2/21/2007
Catholic Online
ROME (Catholic Online) – Confront evil, wicked passions and vices with the spiritual weapons of prayer, penance and fasting, Pope Benedict XVI said on Ash Wednesday.
Pope Benedict, after his Wednesday audience, opened the Roman Catholic Church's observance of Lent with a penitential procession, late afternoon celebration of Mass at the Basilica of Santa Sabina and the imposition of ashes.
In his Feb. 21 homily delivered before placing ashes on the heads of cardinals, bishops, clergy and lay people, the pope said that the Lenten period is a time "to become reconciled with God in Jesus Christ."
The liturgy of Ash Wednesday carries with it a "double meaning," he said, pointing to the call "to an inner change, to conversion and penance" as well as referring to "the precariousness of human existence."
"We have 40 days to deepen" the relationship with God during "the austere period of Lent," Pope Benedict said, noting the faithful have "useful instruments to achieve a true inner and communal renewal: charity or almsgiving, prayer and penance or fasting."
"Such external gestures, which must be performed to please God and not to get men's approval," he said, "are acceptable to him if they express the heart's determination to serve him only in simplicity and generosity."
Fasting and other Lenten practices are motivated by "man's need to purify himself from within and detoxify himself from sin and evil," the pope said, allowing the faithful to free themselves "from the slavery of his own self " and more available "to serve his brothers."
Such actions are "spiritual weapons in the fight against evil, wicked passions and vices," he said.
In his 1,200-word 2007 Lenten message released Feb. 13, Pope Benedict said that Lent is time when Catholics are called to recognize the wounds inflicted upon the dignity of the human person, linking the nailing of Jesus to the cross with society's contempt for life and human exploitation.
The papal message focused on love, the theme of his encyclical Deus caritas est (God is love), the cross and the responsibility of Christians to respond to love in dealings with others.
"The response the Lord ardently desires of us is above all that we welcome his love and allow ourselves to be drawn to him," the pope said. "Accepting his love, however, is not enough.
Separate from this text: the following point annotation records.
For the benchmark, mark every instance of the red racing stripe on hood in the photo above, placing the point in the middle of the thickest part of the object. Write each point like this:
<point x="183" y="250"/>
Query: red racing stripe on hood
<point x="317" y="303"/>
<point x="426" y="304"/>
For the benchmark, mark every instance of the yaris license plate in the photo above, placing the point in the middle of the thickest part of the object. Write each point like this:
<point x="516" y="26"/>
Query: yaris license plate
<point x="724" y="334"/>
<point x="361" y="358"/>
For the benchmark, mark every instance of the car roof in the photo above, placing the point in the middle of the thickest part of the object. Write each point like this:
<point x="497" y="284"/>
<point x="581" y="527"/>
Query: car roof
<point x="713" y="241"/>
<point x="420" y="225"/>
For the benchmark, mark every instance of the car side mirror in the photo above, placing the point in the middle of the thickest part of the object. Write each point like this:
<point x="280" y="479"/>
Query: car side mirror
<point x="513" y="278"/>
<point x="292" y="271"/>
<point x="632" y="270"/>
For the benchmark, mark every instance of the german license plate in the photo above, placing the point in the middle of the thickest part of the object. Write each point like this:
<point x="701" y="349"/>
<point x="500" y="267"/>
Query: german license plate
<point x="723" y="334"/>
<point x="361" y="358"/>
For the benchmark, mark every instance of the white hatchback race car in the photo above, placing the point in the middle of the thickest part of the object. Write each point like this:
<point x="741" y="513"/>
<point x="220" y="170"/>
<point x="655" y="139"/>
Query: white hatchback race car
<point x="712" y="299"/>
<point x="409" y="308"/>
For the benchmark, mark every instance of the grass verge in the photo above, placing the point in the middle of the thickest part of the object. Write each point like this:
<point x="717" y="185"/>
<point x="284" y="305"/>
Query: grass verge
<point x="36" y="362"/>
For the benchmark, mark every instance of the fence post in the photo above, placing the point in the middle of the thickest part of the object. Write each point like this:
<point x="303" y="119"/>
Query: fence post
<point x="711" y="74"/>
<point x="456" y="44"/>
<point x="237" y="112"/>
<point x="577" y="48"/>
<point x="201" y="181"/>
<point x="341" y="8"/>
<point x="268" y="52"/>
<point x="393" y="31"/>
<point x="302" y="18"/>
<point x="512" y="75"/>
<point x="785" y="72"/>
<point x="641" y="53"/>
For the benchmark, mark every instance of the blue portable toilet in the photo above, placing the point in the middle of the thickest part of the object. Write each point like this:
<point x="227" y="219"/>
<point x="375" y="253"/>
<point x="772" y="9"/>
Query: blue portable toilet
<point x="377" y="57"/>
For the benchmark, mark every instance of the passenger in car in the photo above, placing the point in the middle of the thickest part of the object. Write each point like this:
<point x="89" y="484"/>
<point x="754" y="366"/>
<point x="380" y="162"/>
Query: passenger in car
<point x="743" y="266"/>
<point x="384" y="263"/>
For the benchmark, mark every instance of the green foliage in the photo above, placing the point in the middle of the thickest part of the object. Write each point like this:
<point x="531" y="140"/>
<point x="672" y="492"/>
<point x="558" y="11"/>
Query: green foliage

We need to respond to such love and devote ourselves to communicating it to others."
The papal message, dated Nov. 21, 2006, was released at the Vatican by Archbishop Paul Cordes, president of the Pontifical Council Cor Unum.
Lent begins on Ash Wednesday, this year Feb. 21, and runs through Holy Thursday, April 5. Easter will be celebrated three days later, this year on April 8.
The pope noted the theme of this year's Lenten observance is taken from the Gospel of John (19:37): "They shall look on him whom they have pierced."
Contemplating Jesus pierced in his side nailed to the cross should move Christians "to open our hearts to others, recognizing the wounds inflicted upon the dignity of the human person," he said.
"It moves us, in particular, to fight every form of contempt for life and human exploitation and to alleviate the tragedies of loneliness and abandonment of so many people," Pope Benedict said.
He called Catholics to focus their Lenten prayer and penance on "Christ crucified who, dying on Calvary, revealed fully for us the love of God."
The pope, as he did in his encyclical, tied agape, "the self-giving love of one who looks exclusively for the good of the other" to eros, "the love of one who … yearns for union with the beloved."
"Let us look at Christ pierced in the cross! He is the unsurpassing revelation of God's love, a love in which eros and agape, far from being opposed, enlighten each other," Pope Benedict said.
"Only the love that unites the free gift of oneself with the impassioned desire for reciprocity instills a joy, which eases the heaviest of burdens," he said.
Yet, the pope stressed, that mankind from its origins has been "seduced by the lies of the evil one," rejecting "God's love in the illusion of a self-sufficiency that is impossible."
Adam, he added, was the first who "withdrew from that source of life who is God himself" and became "an extreme sign" of mankind's "loneliness and powerlessness."
The Lenten journey, he said, becomes an opportunity "to come out of ourselves in order to open ourselves, in trustful abandonment, to the merciful embrace of the father."
"Let us live Lent then," the pope urged, "in which welcoming the love of Jesus, we learn to spread it around us with every word and deed."
It is only through the expression of that love of God through its giving back "to our neighbor" can the Christian "be able to participate fully in the joy of Easter."
"May Lent be for every Christian a renewed experience of God's love given to us in Christ, a love that each day we, in turn, must 'regive' to our neighbor, especially to the one who suffers most and is in need," the pope said.